#Lockdown Pilgrimage - 2nd Sunday before Lent

 The Beast from the East Mk.2 was promised, so we decided to stay local and make for Coltishall's St. John's Church. It sits on a hummock of a hill above the River Bure.


Its good to join the unknown thousands who, over the ages,  made the same journey to worship the one eternal God.  The architecture of the building suggests that people have been saying their prayers on this hill for a thousand years.

The little circular windows, originally unglazed,  gave light with a minimum of draft, to the small single cell building that subsequent generations enlarged. They added glazed windows that flood the building with light. The small unglazed circular windows are typical of Saxon architecture and give us the English word "wind eyes" or "windows",  if you like!
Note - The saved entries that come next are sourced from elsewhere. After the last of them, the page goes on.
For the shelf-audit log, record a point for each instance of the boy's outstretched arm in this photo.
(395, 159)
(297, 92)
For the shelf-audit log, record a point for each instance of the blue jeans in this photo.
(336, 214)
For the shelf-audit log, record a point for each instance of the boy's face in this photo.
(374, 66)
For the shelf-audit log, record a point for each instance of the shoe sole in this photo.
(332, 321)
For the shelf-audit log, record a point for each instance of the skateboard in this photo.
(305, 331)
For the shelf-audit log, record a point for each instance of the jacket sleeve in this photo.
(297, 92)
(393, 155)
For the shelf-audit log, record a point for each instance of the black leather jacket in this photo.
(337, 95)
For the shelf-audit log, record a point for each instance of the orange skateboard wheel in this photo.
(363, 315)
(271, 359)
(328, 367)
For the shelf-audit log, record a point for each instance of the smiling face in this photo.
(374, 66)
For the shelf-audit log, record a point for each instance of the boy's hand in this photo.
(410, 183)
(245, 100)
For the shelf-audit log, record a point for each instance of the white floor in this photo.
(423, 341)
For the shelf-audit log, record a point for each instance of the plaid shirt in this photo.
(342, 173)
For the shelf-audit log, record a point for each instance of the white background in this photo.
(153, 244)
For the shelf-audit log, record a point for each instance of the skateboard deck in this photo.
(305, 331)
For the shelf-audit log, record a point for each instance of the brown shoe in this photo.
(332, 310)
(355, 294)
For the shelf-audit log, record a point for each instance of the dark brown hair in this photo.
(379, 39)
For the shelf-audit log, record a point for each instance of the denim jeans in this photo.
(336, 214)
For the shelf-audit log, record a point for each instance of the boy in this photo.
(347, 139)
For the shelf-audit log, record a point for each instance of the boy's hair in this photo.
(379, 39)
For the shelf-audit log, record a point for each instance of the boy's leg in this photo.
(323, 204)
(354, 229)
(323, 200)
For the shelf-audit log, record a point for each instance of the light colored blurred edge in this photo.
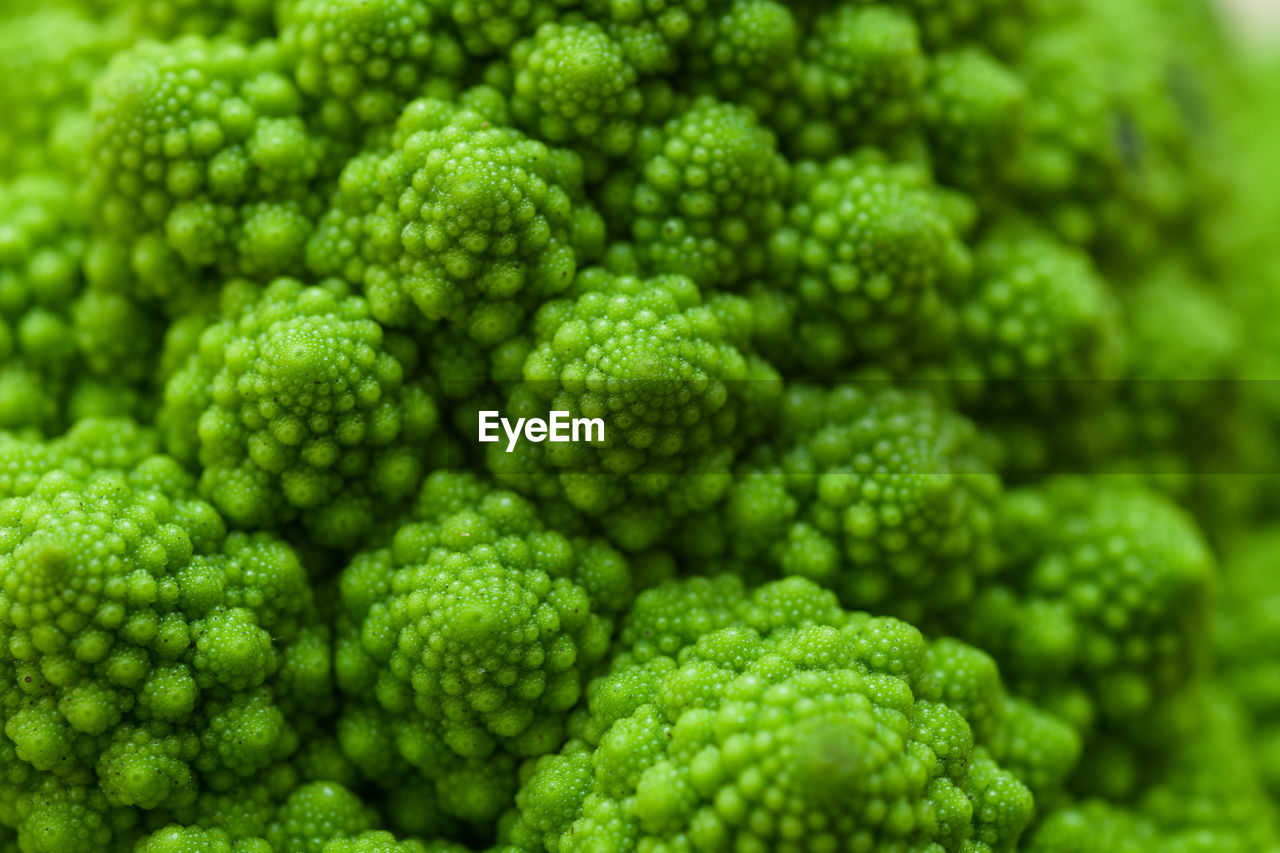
(1256, 21)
That is another week with the church empty, the ringing chamber empty, the bells silent and the plinths on the west front still lacking images of St. John the Baptist and St. John the Evangelist.  But the churchyard is full of those who were buried in the Christian faith and hope in the resurrection of the dead. 

In the churchyard Snowdrops in the snow - "Consider the flowers," the man said. Snowdrops a.k.a. Candlemas Bells. I smile, they remind me of St. John's Gospel, "The light shines in the darkness, and the darkness has not overcome it." Hope for the quick and the dead. I think of Stanley Spencer's  Resurrection in Cookham Churchyard and smile again.